Ibudilast attenuates cisplatin‐induced ROS production in H9c2. (A) DCF‐positive ROS production in H9c2 cells. Cells were treated with Dox (3 μM), cisplatin (20 μM), mitomycin, (20 μM) and methotrexate (20 μM) for 24 h (n=5). Scale bar: 50 μm. (B) Effect of ibudilast on cisplatin‐induced ROS production in H9c2 cells (n=5). Scale bar: 50 μm. H9c2 cells were treated with the ibudilast (10 μM) 30 min prior to cisplatin treatment (20 μM for 24 h, n=5). Data are shown as the mean ± SEM. Significance was imparted using one‐way ANOVA followed by Tukey's comparison test. *P<0.05.

Figure S3.

NADPH oxidase inhibition has no impact on TRPC3 channel activity. (A) Effect of DPI on TRPC3 channel activity.
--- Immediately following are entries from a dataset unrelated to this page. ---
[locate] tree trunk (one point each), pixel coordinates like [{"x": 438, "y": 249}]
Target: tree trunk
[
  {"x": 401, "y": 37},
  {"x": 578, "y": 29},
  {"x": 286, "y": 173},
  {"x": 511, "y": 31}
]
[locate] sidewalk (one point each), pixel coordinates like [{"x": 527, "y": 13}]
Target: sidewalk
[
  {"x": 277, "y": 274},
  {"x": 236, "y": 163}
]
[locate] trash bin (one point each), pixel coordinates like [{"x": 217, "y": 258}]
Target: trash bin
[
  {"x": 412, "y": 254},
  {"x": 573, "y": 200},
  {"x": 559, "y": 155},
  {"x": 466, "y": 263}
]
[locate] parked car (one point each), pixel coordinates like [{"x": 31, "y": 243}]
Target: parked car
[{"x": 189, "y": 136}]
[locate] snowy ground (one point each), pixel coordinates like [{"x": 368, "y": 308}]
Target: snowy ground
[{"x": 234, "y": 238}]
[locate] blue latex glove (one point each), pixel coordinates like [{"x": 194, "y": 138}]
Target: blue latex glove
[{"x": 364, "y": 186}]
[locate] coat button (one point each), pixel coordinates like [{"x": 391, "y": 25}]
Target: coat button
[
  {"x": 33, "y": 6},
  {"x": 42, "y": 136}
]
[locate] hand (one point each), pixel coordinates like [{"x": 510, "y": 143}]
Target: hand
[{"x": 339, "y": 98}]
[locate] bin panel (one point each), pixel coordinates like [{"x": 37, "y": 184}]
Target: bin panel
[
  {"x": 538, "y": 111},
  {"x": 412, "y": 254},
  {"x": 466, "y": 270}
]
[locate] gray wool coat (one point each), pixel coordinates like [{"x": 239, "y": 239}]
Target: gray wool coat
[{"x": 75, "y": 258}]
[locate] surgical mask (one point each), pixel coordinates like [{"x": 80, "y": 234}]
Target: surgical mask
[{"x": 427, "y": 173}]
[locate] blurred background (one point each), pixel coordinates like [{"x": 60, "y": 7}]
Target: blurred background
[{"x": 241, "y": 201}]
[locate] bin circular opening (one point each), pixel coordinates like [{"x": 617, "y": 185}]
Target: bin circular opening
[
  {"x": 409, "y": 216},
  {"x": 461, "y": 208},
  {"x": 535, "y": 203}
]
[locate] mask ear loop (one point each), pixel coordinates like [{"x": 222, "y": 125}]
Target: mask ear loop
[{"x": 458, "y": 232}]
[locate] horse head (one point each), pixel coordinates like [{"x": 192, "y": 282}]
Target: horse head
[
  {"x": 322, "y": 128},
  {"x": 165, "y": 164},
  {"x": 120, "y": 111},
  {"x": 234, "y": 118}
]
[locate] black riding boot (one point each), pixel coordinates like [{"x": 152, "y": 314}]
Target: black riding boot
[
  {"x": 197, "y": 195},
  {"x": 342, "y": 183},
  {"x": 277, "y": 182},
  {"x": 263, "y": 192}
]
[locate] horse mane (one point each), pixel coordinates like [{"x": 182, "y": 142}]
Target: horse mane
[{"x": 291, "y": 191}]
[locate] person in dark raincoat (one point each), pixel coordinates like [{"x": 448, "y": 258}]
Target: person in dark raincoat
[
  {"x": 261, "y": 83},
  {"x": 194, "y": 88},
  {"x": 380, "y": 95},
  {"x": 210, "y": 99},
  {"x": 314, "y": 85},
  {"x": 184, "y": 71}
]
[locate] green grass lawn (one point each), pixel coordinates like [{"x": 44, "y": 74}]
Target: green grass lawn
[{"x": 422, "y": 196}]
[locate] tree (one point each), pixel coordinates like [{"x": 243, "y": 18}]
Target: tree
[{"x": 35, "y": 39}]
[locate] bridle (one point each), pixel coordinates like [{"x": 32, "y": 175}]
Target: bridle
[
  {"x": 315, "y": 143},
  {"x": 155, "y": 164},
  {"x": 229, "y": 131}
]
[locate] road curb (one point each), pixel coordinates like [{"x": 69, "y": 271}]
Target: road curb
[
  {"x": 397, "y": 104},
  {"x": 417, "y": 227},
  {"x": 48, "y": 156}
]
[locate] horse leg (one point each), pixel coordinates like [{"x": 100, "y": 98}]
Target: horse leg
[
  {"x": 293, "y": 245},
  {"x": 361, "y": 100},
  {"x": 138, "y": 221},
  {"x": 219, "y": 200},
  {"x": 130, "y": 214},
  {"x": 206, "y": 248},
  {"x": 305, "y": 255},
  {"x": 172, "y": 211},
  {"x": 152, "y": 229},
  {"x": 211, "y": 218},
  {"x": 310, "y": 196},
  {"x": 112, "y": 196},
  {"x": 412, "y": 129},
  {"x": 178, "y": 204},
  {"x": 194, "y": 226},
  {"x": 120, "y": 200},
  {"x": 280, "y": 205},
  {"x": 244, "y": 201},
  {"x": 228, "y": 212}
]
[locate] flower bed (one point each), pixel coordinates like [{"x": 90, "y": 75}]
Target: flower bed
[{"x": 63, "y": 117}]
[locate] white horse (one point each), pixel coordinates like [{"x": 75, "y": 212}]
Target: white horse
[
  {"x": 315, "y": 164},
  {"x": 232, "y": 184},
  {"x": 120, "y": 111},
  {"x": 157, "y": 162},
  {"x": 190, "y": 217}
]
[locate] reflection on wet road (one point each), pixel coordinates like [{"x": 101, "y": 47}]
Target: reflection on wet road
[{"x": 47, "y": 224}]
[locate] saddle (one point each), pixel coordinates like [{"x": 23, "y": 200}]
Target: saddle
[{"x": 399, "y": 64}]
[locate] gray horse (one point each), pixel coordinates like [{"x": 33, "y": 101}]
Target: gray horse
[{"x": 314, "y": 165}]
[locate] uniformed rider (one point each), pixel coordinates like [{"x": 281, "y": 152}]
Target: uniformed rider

Average time courses of ATP‐stimulated changes in intracellular Ca2+ concentration ([Ca2+]i) in TRPC3‐overexpressing HEK293 cells. (B) Peak changes in [Ca2+]i induced by ATP (100 μM) in the presence of extracellular Ca2+ (n=5). Cells were pretreated with or without 1 μM of DPI for 30 min before ATP stimulation. Data are shown as the mean ± SEM.

Figure S4.

Formation of TRPC3‐Nox2 protein complex at the plasma membrane. Co‐localization of TRPC3 with Nox2 in NRCMs visualized by using Duolink PLA with WGA. Scale bar: 20 μm.

Table S1.

Result of Cytoprotection rates by the treatment with chemical compounds.